Still, it was sad to see the flowers go. 

The Mexican red sunflowers were a second planting as the first didn't "take."  So, they were blooming on borrowed time.  One was around 7' tall, and just ready to open its buds.  The foliage darkens and the flower stems just snap over.

The cosmos will be missed by the pollinators.  They were the popular flowers lately.  Flower stems bent and entire young plants wilted over.  Oddly, one large plant just starting to flower, growing out in the open in the same bed where one of the Mexican red sunflower was, hasn't yet been touched by the cold.
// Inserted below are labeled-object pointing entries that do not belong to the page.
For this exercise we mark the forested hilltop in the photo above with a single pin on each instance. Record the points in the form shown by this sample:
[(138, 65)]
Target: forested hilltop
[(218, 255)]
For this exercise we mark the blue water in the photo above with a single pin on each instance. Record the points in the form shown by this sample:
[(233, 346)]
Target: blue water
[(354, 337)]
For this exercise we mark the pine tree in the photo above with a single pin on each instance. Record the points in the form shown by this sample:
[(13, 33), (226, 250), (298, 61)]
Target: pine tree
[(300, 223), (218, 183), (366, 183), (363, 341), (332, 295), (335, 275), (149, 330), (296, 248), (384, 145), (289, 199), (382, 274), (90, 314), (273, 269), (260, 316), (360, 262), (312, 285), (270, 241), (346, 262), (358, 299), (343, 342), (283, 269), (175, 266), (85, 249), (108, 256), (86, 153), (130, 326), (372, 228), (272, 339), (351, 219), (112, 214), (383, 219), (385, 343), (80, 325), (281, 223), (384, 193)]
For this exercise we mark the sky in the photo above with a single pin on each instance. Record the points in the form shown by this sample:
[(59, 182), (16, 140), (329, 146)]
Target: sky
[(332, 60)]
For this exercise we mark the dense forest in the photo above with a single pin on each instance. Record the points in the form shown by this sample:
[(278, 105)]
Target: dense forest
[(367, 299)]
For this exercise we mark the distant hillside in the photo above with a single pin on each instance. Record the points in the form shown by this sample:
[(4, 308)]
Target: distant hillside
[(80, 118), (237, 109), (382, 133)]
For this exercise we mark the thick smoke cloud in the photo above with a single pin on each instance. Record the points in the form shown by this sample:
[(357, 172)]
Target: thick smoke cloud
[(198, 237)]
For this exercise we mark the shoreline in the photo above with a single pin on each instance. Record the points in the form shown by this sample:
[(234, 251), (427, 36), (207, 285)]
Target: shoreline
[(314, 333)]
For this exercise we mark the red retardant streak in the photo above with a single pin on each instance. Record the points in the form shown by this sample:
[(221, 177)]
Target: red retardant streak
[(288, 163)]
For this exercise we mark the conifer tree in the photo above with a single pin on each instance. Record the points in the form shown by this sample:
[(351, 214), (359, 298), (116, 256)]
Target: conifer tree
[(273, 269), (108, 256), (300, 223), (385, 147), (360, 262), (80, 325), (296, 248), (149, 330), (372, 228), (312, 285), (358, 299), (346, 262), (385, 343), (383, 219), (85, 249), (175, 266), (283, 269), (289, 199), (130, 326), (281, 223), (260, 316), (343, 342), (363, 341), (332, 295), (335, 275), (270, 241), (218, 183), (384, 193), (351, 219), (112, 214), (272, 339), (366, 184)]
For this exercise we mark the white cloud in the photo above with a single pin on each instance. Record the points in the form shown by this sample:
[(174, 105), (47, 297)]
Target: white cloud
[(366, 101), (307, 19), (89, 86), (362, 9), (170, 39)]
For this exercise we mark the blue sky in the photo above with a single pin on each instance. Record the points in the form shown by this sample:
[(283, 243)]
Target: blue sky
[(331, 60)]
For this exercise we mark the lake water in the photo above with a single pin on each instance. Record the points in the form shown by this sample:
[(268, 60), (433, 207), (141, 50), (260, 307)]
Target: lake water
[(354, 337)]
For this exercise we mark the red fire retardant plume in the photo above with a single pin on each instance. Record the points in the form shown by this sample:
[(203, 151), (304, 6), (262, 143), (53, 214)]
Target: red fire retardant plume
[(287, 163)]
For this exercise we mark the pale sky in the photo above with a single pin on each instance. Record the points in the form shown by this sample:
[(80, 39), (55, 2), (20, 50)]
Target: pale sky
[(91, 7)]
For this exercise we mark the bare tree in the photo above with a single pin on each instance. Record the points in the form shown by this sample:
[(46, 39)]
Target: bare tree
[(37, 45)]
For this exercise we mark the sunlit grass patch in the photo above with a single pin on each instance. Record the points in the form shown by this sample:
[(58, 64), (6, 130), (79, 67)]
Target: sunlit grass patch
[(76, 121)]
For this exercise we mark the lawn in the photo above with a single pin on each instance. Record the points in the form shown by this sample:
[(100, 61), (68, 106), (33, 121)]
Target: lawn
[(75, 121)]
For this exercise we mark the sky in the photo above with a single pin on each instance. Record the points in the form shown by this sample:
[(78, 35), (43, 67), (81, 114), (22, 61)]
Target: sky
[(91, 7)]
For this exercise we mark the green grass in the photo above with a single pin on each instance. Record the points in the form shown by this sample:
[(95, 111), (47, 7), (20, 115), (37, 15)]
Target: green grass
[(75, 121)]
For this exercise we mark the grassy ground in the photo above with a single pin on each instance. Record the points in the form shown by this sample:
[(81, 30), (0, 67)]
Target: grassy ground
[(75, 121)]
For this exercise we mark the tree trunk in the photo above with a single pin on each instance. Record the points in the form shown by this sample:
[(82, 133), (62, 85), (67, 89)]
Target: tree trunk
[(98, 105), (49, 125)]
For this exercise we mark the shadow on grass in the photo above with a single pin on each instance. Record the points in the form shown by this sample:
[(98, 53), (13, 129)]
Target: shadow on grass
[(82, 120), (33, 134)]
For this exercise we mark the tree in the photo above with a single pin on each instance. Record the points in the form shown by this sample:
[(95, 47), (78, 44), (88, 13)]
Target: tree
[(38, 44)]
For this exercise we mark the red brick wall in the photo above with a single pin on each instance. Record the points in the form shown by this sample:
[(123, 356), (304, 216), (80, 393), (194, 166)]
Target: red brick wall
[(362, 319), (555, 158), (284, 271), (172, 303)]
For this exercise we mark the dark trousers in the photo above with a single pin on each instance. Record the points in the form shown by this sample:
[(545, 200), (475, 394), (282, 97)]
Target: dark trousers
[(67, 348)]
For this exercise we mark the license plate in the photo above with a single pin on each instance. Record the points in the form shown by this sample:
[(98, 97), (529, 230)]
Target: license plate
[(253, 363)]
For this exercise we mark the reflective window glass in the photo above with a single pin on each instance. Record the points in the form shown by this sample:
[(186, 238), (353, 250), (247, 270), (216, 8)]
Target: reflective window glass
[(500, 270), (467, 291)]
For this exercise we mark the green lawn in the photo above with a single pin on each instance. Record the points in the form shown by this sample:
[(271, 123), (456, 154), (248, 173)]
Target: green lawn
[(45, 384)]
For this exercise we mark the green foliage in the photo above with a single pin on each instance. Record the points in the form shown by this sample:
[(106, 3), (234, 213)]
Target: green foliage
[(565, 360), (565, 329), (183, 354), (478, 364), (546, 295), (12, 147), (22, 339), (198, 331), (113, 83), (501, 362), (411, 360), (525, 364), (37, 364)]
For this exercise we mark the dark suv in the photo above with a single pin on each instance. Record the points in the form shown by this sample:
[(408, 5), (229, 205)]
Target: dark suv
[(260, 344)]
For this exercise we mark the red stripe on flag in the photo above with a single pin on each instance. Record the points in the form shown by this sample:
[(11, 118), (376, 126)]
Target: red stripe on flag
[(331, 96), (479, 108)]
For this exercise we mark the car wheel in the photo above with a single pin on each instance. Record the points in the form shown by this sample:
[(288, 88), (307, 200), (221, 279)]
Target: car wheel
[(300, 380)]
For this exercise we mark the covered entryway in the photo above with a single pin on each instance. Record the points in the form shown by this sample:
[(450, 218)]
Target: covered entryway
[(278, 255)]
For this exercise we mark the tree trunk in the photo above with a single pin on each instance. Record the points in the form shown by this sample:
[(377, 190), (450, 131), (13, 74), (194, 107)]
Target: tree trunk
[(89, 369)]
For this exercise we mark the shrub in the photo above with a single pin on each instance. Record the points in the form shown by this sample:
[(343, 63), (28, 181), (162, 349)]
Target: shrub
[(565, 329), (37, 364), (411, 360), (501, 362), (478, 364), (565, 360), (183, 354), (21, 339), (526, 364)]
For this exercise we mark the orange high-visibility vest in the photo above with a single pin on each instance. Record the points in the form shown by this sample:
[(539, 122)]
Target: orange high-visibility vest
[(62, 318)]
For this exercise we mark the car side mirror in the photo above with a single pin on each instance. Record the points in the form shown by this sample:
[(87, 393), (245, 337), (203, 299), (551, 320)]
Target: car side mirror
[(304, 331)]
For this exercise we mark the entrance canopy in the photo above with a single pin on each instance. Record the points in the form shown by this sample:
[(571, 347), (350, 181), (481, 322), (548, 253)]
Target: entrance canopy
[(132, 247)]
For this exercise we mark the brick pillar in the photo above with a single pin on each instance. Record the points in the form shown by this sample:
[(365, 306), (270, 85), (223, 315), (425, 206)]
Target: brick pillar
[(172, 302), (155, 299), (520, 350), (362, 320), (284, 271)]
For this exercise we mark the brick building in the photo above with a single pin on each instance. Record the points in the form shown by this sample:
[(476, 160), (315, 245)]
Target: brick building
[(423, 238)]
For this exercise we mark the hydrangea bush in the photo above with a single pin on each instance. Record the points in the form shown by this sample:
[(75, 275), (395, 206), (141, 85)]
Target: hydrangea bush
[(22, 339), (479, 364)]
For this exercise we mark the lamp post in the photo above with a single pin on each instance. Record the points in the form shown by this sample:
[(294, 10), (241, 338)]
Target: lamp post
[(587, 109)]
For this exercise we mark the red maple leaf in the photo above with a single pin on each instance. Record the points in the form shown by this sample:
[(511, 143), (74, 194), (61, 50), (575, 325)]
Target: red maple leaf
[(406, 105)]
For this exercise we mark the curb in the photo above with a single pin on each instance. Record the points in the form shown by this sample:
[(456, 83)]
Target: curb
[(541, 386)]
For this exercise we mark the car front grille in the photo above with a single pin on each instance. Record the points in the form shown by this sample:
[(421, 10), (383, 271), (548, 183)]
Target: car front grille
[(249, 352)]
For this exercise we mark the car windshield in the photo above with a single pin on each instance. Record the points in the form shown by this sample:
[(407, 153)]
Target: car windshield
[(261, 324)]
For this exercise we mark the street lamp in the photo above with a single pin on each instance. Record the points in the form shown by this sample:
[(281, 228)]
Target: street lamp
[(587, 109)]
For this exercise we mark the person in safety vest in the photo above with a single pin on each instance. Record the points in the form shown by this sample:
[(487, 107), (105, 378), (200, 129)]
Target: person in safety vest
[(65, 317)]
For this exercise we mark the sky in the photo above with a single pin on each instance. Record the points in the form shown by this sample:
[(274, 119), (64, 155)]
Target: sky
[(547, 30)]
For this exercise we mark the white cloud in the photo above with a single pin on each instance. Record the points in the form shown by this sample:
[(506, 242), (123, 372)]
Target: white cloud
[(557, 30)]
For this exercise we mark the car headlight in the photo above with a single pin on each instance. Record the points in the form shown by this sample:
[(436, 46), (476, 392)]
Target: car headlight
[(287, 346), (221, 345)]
Blanketflower stems sagged over as well.

The cold got some of the perennials too, but only the current season's flowers were damaged, the plants will be fine.  It's time to cut them back to ground level.
First thing in the morning the purple coneflowers were frozen stiff.   Later in the day the petals felt like tissue paper and their color had darkened.

Even the coreopsis flowers couldn't take the cold.  Dropped stems and petals with the feel of half-steamed spinach.

The zinnias are gone, as are the morning glories.  So are the tomatoes, leaving one to ripen indoors.  You know, you do not need a sunny windowsill to ripen those last tomatoes!  As long as they've started to color up already, all they need is warmth.  It's warmth, not light, that ripens tomatoes.  Truly.  

Now, if only it would rain.  Then the garden will be maintenance free!  (I do have some daffodil bulbs due in the mail though.  I wish these companies would send them a bit earlier.)


  1. Nothing wrong with being ready for a break. The rest of winter will give you time to get excited for the work of next spring ;)

  2. Hi, stop in from Ramblin AM and saw your from Oregon. I have a son and his family in Medford. Up here in North Idaho the growing season can be short.
    Stay Safe and Coffee is on

  3. ...why is the bad? There comes a time to move on the next things!